Rocky Mountain Section - 64th Annual Meeting (9–11 May 2012)

Paper No. 10
Presentation Time: 11:15 AM

LARGE-VOLUME QUATERNARY TRAVERTINE DEPOSITS IN THE RIO GRANDE RIFT AND JEMEZ LINEAMENT, NEW MEXICO AND ARIZONA: IMPLICATIONS FOR PALEOCLIMATE, LANDSCAPE EVOLUTION, AND NEOTECTONICS


PRIEWISCH, Alexandra1, CROSSEY, Laura J.1, EMBID, Eileen H.1, KARLSTROM, Karl E.1, POLYAK, Victor J.1, ASMEROM, Yemane1, RICKETTS, Jason W.2 and NERESON, Alexander1, (1)Earth and Planetary Sciences, University of New Mexico, Albuquerque, NM 87131, (2)Earth and Planetary Science, University of New Mexico, Albuquerque, NM 87131, arp2301@unm.edu

New Mexico and Arizona host several large-volume (0.2-0.9 km3) travertine deposits with surface areas of 10 - 40 km2 and thicknesses ranging from 5 to more than 60 m.
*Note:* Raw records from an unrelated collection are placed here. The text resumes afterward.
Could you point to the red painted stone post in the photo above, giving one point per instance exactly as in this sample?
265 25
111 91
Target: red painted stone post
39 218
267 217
They are present both along the NE-trending Jemez lineament and NS-trending Rio Grande rift and record natural CO2 leakage related to Quaternary magmatic CO2 degassing. U-series data show that travertine deposition overlapped temporally from place to place. High volume deposition was not steady, but occurred episodically at 36-100 ka, 200-380 ka, and 520-660 ka. Stable isotope analyses from the travertines overlap substantially, exhibiting high δ13C values, +2.0‰ to +8.3‰, and δ18O values that range between -13.5‰ to -4‰. High δ13C values are interpreted to be caused by rapid CO2 degassing while the range of δ18O values is interpreted to represent changing water temperatures and mixing trends of groundwater. Times of high accumulation rates are interpreted as times of high groundwater flow and hence as a proxy for regional paleohydrology/paleoclimate control, while the primary control on the spatial localization of large-volume travertine is high tectonic CO2 flux in areas of mantle upwelling, crustal magma chambers, and fault conduits. Large-volume travertine occurrences are important indicators of the extent of past natural CO2 leakage that can inform carbon sequestration models. By analogy to the active Springerville CO2 gas field in Arizona, the large volumes and similar platform geometries of the travertine occurrences in New Mexico are interpreted to record extinct or dormant CO2 fields. Travertine platforms now occupy positions high in the landscape (inverted topography) and also provide data on the scales and timing of regional landscape evolution. Erosion rates measured from travertine-capped mesas reveal differential denudation across the study areas and may have implications for Quaternary uplift associated with the Jemez lineament.